Pour que la victoire fût complète, il fallait que le Président sortît auprès d’Albert Seinteins pour le transfert de son esprit dans le cerveau de ma dépouille. Je prétextai une urgence. Simone Weil qui se retenait depuis une heure se leva comme je me levais et nous partîmes en courant dans deux directions différentes. Albert Seinteins hébété, l’esprit vide, divaguait sur le trottoir. Je m’en saisis et de toute la force de ma volonté, je repoussai l’esprit de Jean-Louis Debré dans le cerveau déserté d’Albert.
Comme je terminais le transfert, des agents de sécurité intervinrent et voulurent mener Seinteins au poste. Je m’interposai en prétextant que c’était lui qui m’avait au contraire secouru comme je vacillais. Et on le laissa se perdre dans la foule.
Au retour, Simone avait eu le temps de froisser de ses doigts fins la nappe verte qui descend jusqu’au sol parqueté, selon une tradition depuis Richelieu, que j’appris par la suite, à chaque fois que l’honorable assemblée condescend à quelque fonction naturelle.
La séance se termina dans les congratulations et les chuchotements avec petits fours et don Pérignon.
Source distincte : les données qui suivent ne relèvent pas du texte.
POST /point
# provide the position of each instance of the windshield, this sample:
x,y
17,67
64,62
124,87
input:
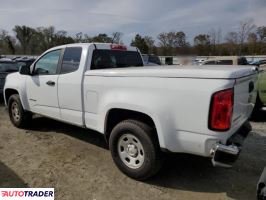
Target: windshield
x,y
9,67
154,59
105,59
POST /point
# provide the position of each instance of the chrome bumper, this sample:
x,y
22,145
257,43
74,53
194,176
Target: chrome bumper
x,y
224,155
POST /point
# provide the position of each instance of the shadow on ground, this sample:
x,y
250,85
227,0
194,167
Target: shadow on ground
x,y
185,172
43,124
9,179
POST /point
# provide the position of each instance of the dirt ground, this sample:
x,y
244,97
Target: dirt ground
x,y
78,165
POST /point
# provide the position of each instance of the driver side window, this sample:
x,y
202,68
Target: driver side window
x,y
47,65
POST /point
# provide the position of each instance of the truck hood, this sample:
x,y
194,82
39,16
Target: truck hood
x,y
210,71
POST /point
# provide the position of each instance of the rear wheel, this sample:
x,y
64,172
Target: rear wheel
x,y
135,150
18,116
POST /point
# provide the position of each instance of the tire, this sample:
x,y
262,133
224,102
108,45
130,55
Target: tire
x,y
18,116
135,150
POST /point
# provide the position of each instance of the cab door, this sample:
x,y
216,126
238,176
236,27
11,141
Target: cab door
x,y
42,85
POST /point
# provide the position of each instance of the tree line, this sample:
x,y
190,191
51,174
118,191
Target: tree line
x,y
247,40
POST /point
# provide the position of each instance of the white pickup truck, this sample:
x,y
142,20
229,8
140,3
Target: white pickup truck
x,y
142,111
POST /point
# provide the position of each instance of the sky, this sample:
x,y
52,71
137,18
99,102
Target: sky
x,y
146,17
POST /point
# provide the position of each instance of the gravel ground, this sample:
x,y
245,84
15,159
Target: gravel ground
x,y
77,163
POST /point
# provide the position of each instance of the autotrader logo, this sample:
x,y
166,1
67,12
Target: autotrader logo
x,y
27,193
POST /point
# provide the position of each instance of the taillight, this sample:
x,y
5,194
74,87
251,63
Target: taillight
x,y
118,47
221,110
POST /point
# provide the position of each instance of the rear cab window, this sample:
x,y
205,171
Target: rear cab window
x,y
109,59
71,59
225,62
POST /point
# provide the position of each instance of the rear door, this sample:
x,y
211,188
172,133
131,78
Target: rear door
x,y
70,85
42,85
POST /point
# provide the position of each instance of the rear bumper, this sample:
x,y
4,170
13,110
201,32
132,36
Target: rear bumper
x,y
224,155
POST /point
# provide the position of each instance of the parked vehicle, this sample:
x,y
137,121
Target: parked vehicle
x,y
226,60
235,60
151,60
25,61
7,66
141,111
261,187
260,63
199,61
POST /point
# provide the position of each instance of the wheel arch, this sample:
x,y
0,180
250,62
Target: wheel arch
x,y
116,115
8,93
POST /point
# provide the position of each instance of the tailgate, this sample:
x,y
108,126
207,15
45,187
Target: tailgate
x,y
245,93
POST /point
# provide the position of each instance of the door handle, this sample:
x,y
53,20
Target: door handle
x,y
50,83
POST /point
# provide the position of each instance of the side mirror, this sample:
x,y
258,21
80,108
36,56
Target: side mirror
x,y
24,70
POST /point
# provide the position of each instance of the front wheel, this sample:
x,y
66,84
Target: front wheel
x,y
135,150
18,116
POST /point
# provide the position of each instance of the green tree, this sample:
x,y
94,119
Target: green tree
x,y
24,34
Je m’étonnai moi-même de la pertinence de mon discours !
Le chauffeur me reconduisit chez moi où je fis connaissance de ma femme et de mon entourage.
Tout se passa admirablement bien.
Depuis, j’écris des oeuvrettes qui sont tout de suite publiées. Je fais des discours fort écoutés dans l’esprit d’Albert et qui sont jugés admirables.
J’ai pris discrètement des nouvelles d’Albert Seinteins. On lui refuse toujours ses manuscrits. Il n’a pas retrouvé d’emploi. Il s’est prévalu d’un titre dans la magistrature et on lui a ri au nez.
Je veux faire quelque chose pour lui. Le ministère de la Justice lance un recrutement de commis pour les archives. Un coup de pouce lui ferait le plus grand bien. Je vais y réfléchir.